The “3D-Leuko-TAD” project aims to improve treatments for acute leukemias (acute lymphoblastic and myeloid leukemia) by focusing on how changes in tridimensional structures impact the development of the disease. Acute leukemias are serious diseases and often difficult to cure, especially in cases of relapse. Recent research has shown that leukemia can be influenced from disruptions in the way DNA loop organized structures, called “Topologically Associating Domains (TADs)” work. These disruptions can increase or alter the activity of genes like FLT3, which could drive cancer growth.
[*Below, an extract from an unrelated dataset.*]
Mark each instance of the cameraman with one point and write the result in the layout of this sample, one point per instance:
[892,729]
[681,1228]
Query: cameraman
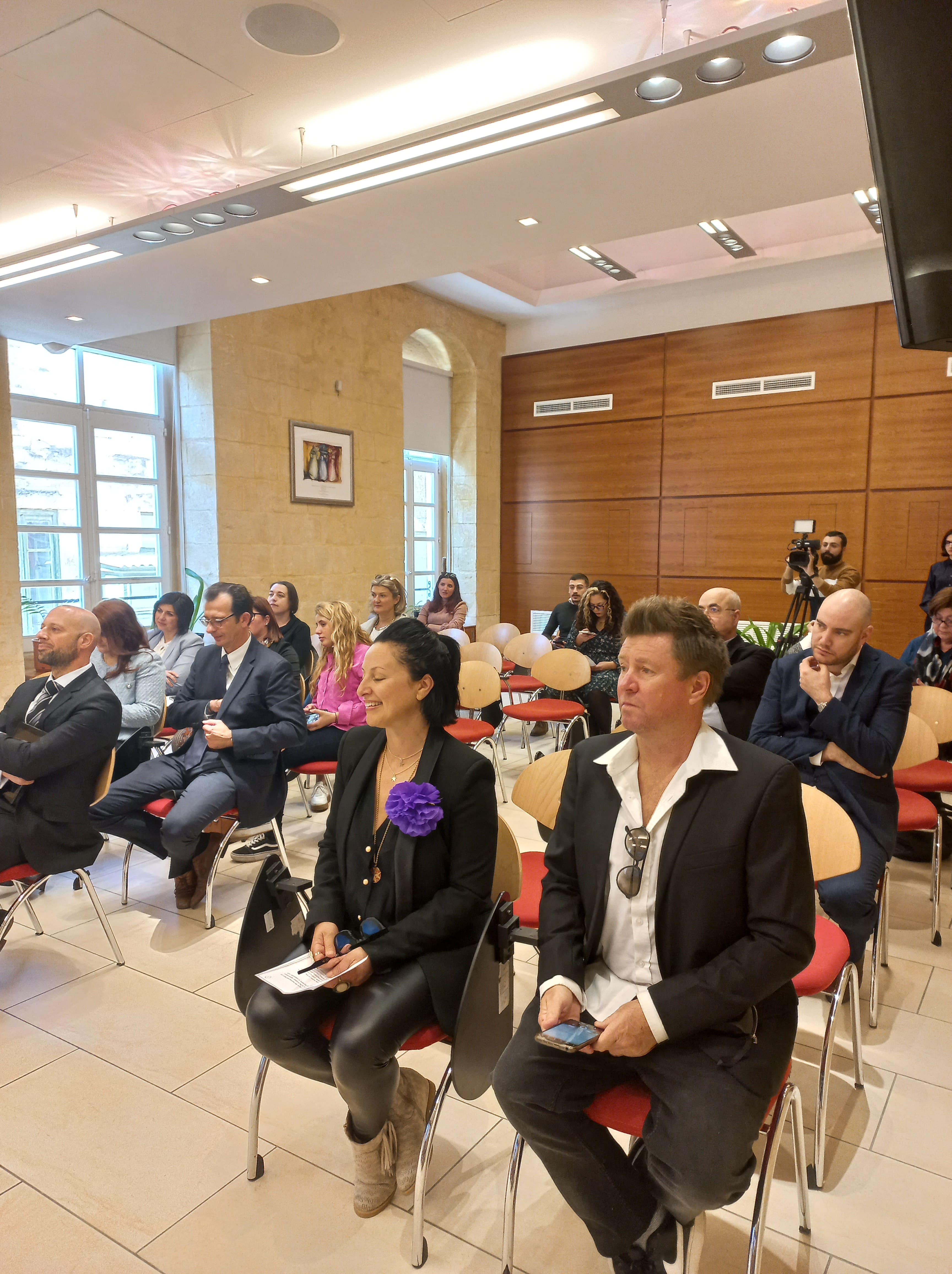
[830,576]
The project team will collect samples from adult and pediatric patients and use advanced lab techniques, such as Micro-C, to analyze the 3D organization of DNA in leukemia cells. By focusing on the role of FLT3 and its surrounding regions, through in vitro and in vivo studies, researchers hope to understand why some patients respond to specific treatments, while others do not. Additionally, the project will use machine learning to analyze this complex data, to integrate multi-omic, epigenetic and 3D genome data, aiming to identify patterns that could predict disease progression and treatment outcomes.

One key goal is to develop personalized treatments based on each patient’s genomic profile. The project will thus also identify new biomarkers, biological indicators that help track the disease’s progress, which can lead to targeted, more effective therapies for acute leukemias, especially for those patients who have not benefited from current treatments.